Chapter 22 - Episode 22

Albara menatap wanita yang berdiri di depannya, seorang wanita cantik, jika melihat dari wajahnya yang segar dan berseri sepertinya dia baru berusia 20 tahunan, tapi dilihat dari penampilannya dan sikapnya yang yang sopan, tenang memancarkan wibawa, mencerminkan tokoh besar yang memiliki kepribadian yang matang.

"Selamat datang di kuil sekte pengikut Tuhan yang Maha Esa, saya Cin Ceng Si Jin ditugaskan ketua sekte pengikut Tuhan yang Maha Esa, mengundang anda untuk bertemu dengannya" sambut wanita cantik tersebut.

Albara yang melihat kedatangan Cin Ceng si Jin yang misterius, sudah siap dengan kuda kuda jurus elang mengobrak sarang lebah.

"o... ya baiklah" Albara kebingungan.

"Mari ikuti saya" kata Cin Ceng si Jin.

Albara tercengang dengan gerakan Cin Ceng si Jin yang sangat cepat, bagaimana tidak sehabis bicara dia langsung melesat kearah Albara seketika pergelangan tangan Albara sudah digenggam.
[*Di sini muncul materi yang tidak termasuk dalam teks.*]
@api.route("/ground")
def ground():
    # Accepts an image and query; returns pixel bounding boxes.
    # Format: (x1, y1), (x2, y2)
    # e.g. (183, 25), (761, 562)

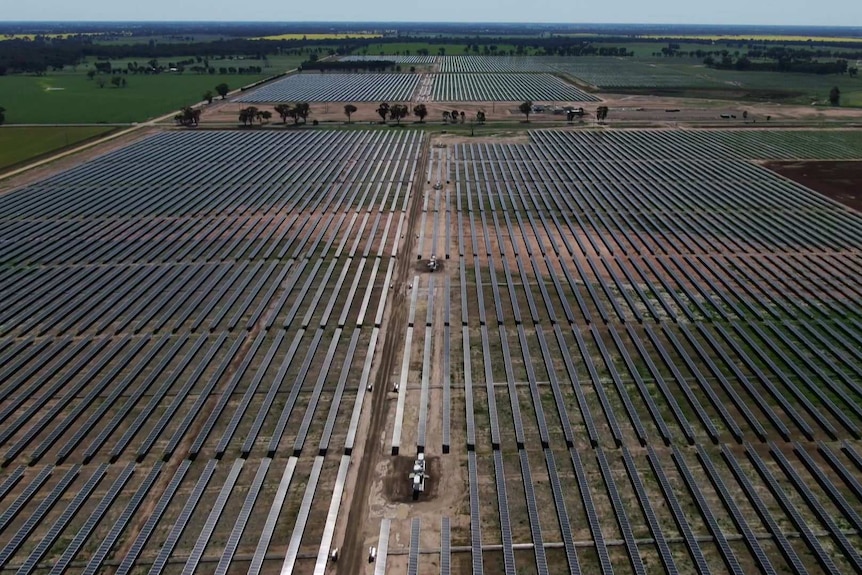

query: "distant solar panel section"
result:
(17, 463), (108, 575)
(0, 465), (81, 567)
(238, 73), (419, 104)
(83, 461), (164, 575)
(467, 451), (485, 575)
(374, 518), (392, 575)
(407, 517), (422, 575)
(117, 459), (192, 575)
(440, 517), (452, 575)
(248, 457), (299, 575)
(149, 459), (217, 575)
(182, 459), (245, 575)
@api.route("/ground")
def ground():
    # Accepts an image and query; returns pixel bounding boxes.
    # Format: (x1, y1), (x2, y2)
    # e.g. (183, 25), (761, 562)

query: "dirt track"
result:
(337, 135), (430, 575)
(764, 162), (862, 212)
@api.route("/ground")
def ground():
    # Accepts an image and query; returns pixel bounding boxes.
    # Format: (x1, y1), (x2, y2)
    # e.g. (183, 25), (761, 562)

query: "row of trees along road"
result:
(518, 100), (608, 122)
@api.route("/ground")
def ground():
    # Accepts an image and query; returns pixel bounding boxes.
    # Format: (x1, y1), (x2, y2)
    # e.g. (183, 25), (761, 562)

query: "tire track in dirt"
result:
(337, 138), (431, 575)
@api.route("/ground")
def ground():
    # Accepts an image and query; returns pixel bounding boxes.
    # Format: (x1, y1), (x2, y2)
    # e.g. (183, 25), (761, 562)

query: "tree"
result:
(216, 82), (230, 100)
(389, 104), (408, 126)
(596, 106), (608, 122)
(275, 104), (293, 124)
(239, 106), (258, 126)
(344, 104), (357, 124)
(377, 102), (389, 124)
(255, 110), (272, 126)
(293, 102), (311, 124)
(174, 106), (201, 127)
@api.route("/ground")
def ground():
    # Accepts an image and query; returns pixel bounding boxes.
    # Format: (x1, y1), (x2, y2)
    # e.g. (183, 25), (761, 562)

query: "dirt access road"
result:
(337, 138), (431, 575)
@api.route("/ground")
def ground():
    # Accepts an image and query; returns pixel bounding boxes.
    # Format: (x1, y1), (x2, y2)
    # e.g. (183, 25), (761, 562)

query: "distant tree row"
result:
(703, 54), (859, 76)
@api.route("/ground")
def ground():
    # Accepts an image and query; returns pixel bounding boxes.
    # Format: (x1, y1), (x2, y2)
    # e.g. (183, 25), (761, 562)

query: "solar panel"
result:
(182, 459), (245, 575)
(647, 446), (710, 575)
(117, 459), (191, 575)
(470, 451), (485, 575)
(595, 447), (646, 575)
(721, 445), (808, 573)
(500, 325), (535, 449)
(215, 457), (272, 575)
(18, 463), (108, 575)
(83, 461), (164, 575)
(440, 517), (452, 575)
(216, 329), (290, 458)
(0, 465), (54, 532)
(621, 446), (679, 575)
(697, 445), (776, 575)
(671, 446), (743, 575)
(149, 459), (218, 575)
(518, 449), (548, 575)
(248, 457), (298, 575)
(769, 442), (862, 572)
(110, 336), (207, 461)
(494, 449), (516, 575)
(0, 465), (24, 501)
(50, 463), (135, 575)
(374, 518), (390, 575)
(407, 517), (421, 575)
(281, 455), (323, 575)
(293, 327), (340, 456)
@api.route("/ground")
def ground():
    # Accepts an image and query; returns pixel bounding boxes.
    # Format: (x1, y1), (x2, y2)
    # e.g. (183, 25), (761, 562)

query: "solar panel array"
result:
(0, 126), (862, 573)
(394, 130), (862, 573)
(0, 128), (424, 573)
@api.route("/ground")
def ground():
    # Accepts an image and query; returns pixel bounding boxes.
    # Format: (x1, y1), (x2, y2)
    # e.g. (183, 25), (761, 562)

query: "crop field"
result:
(438, 56), (551, 73)
(338, 55), (437, 64)
(0, 126), (111, 174)
(252, 32), (383, 40)
(546, 57), (862, 105)
(0, 132), (424, 573)
(374, 131), (862, 574)
(0, 129), (862, 575)
(237, 73), (420, 103)
(431, 74), (599, 102)
(0, 71), (286, 124)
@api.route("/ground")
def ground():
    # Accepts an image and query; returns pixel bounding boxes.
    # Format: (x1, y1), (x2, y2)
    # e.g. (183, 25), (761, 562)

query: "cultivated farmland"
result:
(237, 73), (420, 103)
(0, 129), (862, 575)
(431, 73), (598, 102)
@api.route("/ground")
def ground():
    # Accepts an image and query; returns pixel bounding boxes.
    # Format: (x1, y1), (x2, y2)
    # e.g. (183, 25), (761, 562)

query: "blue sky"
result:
(2, 0), (862, 26)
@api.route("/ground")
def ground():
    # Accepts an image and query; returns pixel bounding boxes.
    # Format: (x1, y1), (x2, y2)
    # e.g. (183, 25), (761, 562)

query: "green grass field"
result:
(0, 57), (301, 124)
(353, 41), (533, 56)
(0, 126), (113, 171)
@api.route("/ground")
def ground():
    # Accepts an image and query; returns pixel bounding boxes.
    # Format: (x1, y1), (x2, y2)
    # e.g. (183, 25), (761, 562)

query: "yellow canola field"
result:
(641, 34), (862, 43)
(252, 32), (383, 40)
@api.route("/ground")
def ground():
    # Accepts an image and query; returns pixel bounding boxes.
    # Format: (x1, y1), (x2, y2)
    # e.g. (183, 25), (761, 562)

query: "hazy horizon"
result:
(4, 0), (862, 27)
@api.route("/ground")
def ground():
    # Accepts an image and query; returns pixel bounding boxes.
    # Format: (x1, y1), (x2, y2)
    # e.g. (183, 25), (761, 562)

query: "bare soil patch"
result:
(764, 161), (862, 212)
(383, 455), (440, 503)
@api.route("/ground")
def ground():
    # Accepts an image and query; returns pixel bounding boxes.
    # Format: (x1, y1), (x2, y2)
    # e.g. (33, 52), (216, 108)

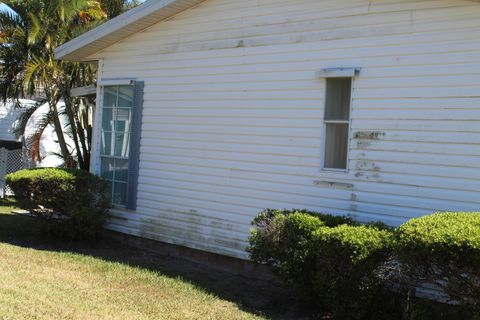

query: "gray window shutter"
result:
(126, 81), (145, 210)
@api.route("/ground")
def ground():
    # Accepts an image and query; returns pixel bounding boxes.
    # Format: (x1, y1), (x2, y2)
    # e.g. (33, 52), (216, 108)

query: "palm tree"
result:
(0, 0), (137, 169)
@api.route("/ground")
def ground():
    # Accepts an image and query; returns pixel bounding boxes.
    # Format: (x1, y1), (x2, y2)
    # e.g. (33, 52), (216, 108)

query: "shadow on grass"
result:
(0, 208), (319, 319)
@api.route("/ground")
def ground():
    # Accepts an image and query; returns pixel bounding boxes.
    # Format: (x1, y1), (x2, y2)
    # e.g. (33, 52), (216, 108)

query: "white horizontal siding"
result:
(92, 0), (480, 258)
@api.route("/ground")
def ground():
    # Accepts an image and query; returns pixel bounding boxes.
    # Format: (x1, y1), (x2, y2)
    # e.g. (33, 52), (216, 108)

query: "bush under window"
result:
(248, 210), (393, 319)
(6, 168), (110, 239)
(396, 212), (480, 314)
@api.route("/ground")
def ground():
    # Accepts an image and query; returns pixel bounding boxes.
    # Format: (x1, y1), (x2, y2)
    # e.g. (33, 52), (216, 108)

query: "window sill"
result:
(313, 169), (354, 190)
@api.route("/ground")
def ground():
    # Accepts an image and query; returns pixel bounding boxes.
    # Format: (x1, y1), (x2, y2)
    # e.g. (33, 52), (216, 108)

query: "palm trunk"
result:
(59, 83), (85, 169)
(45, 89), (73, 167)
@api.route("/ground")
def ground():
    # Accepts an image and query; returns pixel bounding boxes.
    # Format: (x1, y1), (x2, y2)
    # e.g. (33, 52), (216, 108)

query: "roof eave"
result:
(55, 0), (204, 61)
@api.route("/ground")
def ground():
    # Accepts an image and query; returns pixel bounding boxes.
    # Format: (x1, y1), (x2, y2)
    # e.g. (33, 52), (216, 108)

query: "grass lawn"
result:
(0, 203), (276, 319)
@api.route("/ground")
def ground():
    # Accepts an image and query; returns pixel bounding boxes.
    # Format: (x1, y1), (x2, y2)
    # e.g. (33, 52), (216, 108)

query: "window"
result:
(323, 77), (352, 170)
(100, 82), (143, 209)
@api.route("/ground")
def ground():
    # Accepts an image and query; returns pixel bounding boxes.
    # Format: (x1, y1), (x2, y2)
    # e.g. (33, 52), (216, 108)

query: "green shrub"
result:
(312, 225), (393, 319)
(247, 210), (325, 291)
(248, 210), (393, 319)
(396, 212), (480, 314)
(6, 168), (110, 239)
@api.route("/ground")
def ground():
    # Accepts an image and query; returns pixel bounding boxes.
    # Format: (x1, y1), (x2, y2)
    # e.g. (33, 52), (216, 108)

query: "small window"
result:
(101, 86), (133, 205)
(99, 81), (144, 210)
(323, 78), (352, 170)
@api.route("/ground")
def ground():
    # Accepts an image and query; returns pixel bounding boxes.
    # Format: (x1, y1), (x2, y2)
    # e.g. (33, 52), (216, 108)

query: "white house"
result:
(57, 0), (480, 258)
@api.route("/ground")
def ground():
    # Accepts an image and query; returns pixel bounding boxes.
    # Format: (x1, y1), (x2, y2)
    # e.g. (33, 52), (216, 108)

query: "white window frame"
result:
(315, 68), (361, 174)
(90, 66), (141, 210)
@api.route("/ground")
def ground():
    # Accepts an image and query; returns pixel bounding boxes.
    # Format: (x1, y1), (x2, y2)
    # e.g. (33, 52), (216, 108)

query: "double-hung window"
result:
(100, 82), (143, 209)
(318, 68), (358, 171)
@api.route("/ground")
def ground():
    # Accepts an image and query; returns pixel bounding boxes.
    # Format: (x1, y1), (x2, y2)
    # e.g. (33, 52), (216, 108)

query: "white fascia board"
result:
(315, 68), (361, 78)
(55, 0), (201, 60)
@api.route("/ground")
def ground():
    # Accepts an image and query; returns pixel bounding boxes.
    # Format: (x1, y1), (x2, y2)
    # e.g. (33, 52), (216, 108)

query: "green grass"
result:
(0, 203), (266, 319)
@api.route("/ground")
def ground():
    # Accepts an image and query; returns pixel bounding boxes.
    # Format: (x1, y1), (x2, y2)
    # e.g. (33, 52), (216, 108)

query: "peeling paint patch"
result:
(355, 160), (380, 172)
(357, 141), (372, 149)
(353, 131), (386, 140)
(313, 180), (353, 189)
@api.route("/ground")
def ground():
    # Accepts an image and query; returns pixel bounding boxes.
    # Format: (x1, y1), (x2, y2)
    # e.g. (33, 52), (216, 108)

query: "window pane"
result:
(102, 108), (114, 131)
(112, 182), (127, 205)
(325, 78), (352, 121)
(114, 133), (130, 158)
(115, 108), (132, 132)
(101, 158), (115, 180)
(102, 132), (114, 156)
(115, 159), (128, 182)
(118, 86), (133, 108)
(103, 87), (118, 107)
(325, 124), (349, 169)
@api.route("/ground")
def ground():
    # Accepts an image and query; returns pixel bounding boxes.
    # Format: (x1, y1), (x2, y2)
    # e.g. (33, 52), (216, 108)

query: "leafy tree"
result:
(0, 0), (137, 169)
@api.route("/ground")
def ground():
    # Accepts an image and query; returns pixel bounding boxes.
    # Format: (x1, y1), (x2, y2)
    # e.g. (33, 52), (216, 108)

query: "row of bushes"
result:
(6, 168), (110, 239)
(248, 210), (480, 319)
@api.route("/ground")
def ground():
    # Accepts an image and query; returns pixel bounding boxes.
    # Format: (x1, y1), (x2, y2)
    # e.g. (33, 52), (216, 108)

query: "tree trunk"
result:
(45, 89), (74, 167)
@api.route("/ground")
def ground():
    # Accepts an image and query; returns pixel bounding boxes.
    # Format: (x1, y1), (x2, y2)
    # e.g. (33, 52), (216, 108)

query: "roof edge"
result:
(55, 0), (201, 61)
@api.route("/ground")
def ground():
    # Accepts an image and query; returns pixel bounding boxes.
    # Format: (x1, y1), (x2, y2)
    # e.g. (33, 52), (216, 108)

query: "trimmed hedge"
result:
(396, 212), (480, 314)
(312, 225), (393, 319)
(248, 210), (480, 319)
(248, 210), (393, 319)
(6, 168), (110, 239)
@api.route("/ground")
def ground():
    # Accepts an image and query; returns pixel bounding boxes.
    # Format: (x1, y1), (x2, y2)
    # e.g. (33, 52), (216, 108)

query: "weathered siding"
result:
(92, 0), (480, 257)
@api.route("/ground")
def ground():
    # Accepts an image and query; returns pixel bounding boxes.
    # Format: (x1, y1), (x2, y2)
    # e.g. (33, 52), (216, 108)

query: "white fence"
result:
(0, 148), (33, 197)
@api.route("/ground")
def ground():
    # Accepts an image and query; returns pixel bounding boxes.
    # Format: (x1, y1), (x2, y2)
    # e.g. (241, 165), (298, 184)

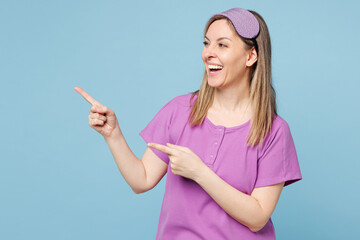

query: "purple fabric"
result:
(213, 8), (259, 38)
(140, 94), (302, 240)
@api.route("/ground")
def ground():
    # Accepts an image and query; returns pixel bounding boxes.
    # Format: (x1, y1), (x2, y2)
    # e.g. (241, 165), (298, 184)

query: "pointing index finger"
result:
(74, 87), (102, 106)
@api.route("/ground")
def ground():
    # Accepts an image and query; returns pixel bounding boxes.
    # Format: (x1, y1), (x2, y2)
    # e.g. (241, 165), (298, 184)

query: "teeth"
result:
(209, 65), (223, 70)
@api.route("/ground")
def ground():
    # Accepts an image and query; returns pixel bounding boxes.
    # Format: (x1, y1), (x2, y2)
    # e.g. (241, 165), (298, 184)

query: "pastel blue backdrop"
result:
(0, 0), (360, 240)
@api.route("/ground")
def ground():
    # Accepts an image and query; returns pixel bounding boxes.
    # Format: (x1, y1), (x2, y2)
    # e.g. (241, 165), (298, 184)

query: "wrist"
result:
(194, 163), (211, 185)
(104, 127), (124, 142)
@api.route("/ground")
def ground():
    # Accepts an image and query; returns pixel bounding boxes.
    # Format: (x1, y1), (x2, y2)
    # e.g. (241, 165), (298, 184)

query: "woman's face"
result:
(201, 19), (255, 88)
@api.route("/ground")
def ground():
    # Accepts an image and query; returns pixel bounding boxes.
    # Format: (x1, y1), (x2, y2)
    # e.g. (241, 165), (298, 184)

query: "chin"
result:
(208, 78), (223, 89)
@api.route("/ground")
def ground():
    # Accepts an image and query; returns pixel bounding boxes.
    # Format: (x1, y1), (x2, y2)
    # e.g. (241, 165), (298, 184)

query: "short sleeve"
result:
(139, 99), (175, 164)
(255, 120), (302, 188)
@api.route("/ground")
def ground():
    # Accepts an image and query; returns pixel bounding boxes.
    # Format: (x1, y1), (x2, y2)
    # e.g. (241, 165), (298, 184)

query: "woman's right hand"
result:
(74, 87), (122, 138)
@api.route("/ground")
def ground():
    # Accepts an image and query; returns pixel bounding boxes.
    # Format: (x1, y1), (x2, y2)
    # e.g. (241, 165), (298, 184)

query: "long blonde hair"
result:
(189, 10), (277, 147)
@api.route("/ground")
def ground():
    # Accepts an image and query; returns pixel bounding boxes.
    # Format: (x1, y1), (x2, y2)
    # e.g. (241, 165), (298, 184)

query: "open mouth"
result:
(208, 64), (223, 73)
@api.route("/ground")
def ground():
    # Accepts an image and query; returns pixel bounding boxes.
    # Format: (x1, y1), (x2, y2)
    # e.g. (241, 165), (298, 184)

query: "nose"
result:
(202, 44), (216, 61)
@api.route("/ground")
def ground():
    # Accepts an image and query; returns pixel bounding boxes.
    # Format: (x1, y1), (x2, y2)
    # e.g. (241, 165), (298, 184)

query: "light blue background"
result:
(0, 0), (360, 240)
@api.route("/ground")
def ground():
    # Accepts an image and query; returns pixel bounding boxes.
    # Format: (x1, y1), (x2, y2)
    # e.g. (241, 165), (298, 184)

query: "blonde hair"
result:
(189, 10), (277, 147)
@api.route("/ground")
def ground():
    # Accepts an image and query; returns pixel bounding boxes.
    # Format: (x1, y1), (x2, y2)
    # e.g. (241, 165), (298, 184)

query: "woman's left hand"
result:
(148, 143), (206, 181)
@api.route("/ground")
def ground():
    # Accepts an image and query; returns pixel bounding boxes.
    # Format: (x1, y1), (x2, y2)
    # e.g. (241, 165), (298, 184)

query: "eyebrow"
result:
(205, 36), (231, 41)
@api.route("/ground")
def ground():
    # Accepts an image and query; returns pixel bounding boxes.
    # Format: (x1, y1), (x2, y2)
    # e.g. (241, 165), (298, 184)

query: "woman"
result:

Albara di seret seperti seorang ibu meyeret anaknya tanpa mampu dia melepaskan.

Albara hanya menurut saat wanita itu membawanya dengan lari cepat dan gerakan yang sangat ringan, Albara merasa melayang kakinya terasa tidak menginjak tanah, seperti terbang bagai angin yang berhembus.

"Kita mau kemana Cin Ceng si Jin?" tanya Albara memberanikan diri.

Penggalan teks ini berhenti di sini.